Despite the flipping, flying universe, there was one sign she couldn’t miss — an unusual spruce growing into the road that she had noticed ten feet behind her when she’d exploded out of the car. Tears were pouring uncontrollably down her cheeks as she pulled at tendrils of bush that had entangled her ankle — and a good thing, too. A few tears might have blurred her vision, made her afraid — as she had been with the last two explosions of pain — that she might pass out. But she was out on the road, her eyes were washed clear, she could see the spruce and the sunset both directly ahead, and she was thoroughly conscious. And that meant that if she headed for the sunset but at a forty-five-degree angle to her right, she couldn’t miss the Dunstans’; driveway, house, barn, cornfield were all there to guide her after perhaps twenty-five steps in the woods.
She had barely stopped rolling when she was pulling at the bush that had thwarted her and getting to her feet just as she pulled the last entangling stems from her hair. The calculation about the Dunstans’ house happened instantaneously in her head, even as she turned and saw the crushed swath she’d cut through the greenery and the blood on the road.
At first she looked at her skinned hands in bewilderment; they couldn’t have left such a gory trail.

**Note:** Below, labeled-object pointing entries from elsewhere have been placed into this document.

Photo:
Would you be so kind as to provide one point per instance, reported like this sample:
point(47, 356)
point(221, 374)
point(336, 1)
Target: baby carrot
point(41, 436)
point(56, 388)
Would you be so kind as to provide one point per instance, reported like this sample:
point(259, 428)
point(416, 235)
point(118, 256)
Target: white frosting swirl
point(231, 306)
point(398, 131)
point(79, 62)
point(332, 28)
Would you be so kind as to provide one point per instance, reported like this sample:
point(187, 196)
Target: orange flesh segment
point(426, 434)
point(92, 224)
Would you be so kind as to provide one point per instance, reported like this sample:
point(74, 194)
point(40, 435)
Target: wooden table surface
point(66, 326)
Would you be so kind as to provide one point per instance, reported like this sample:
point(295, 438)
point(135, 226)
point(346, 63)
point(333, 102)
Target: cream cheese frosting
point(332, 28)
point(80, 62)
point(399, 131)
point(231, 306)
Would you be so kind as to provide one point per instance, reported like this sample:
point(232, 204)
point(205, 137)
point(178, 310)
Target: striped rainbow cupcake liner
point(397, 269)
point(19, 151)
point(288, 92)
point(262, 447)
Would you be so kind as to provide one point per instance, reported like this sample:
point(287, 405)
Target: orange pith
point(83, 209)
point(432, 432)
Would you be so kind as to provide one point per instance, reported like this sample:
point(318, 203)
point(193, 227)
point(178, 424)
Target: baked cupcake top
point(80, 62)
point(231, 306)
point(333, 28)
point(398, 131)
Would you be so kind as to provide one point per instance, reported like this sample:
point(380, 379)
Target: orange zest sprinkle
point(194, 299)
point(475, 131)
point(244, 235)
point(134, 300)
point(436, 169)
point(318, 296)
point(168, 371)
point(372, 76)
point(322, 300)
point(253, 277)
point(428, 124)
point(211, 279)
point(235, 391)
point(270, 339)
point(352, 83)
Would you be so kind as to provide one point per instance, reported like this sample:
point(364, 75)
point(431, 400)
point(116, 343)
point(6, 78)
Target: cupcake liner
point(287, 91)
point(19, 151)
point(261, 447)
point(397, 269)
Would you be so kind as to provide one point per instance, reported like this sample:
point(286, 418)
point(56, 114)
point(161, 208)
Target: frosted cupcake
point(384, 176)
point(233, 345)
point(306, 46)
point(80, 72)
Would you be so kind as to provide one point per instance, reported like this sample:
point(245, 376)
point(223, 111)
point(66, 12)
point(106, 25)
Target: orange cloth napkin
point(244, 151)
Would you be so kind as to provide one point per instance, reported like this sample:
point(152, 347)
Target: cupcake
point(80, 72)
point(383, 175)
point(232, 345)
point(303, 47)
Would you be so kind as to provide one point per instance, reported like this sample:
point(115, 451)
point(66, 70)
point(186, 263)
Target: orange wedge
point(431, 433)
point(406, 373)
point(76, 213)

And they hadn’t. One knee had been skinned — flayed, really — right through her jeans — and one seriously messed up leg, less bloody but causing her sheets of pain like white lighting even while she was not trying to move it. Two arms with quite a lot of skin removed.
No time to find out how much or to figure out what she’d done to her shoulder. Ascreeeeeeech of brakes ahead. Lord, he’s slow. No, I’m fast, hyped up by pain and terror. Use it!
She ordered her legs to sprint into the forest. Her right leg obeyed, but when she swiveled her left and it hit the ground fireworks went off behind her eyes. She was in a state of hyper-alertness; she saw the stick even as she was falling. She rolled over once or twice, which caused dull red flares of pain to go off in her head, and then she was able to grab it. It might have been specially designed for a crutch, around underarm height and blunt on one end but sharp on the other. She tucked it under her left arm and somehow willed herself up from her place in the mud: boosting off with her right leg and catching herself on the crutch so that she scarcely had to touch her left foot to the ground.
She’d got turned around in the fall and had to twist to right herself again — but there she saw it, the last remains of sunset and the road behind her. Head forty-five-degrees right from that glow, she thought. Thank God, it was her right arm that was messed up; this way she could support herself with her left shoulder on the crutch. Still without a moment’s hesitation, without giving Damon an extra millisecond to follow her, she plunged in her chosen direction into the forest.
Into the Old Wood.
27
When Damon woke up, he was wrestling with the wheel of the Ferrari. He was on a narrow road, heading almost straight into a glorious sunset — and the passenger door was waving open.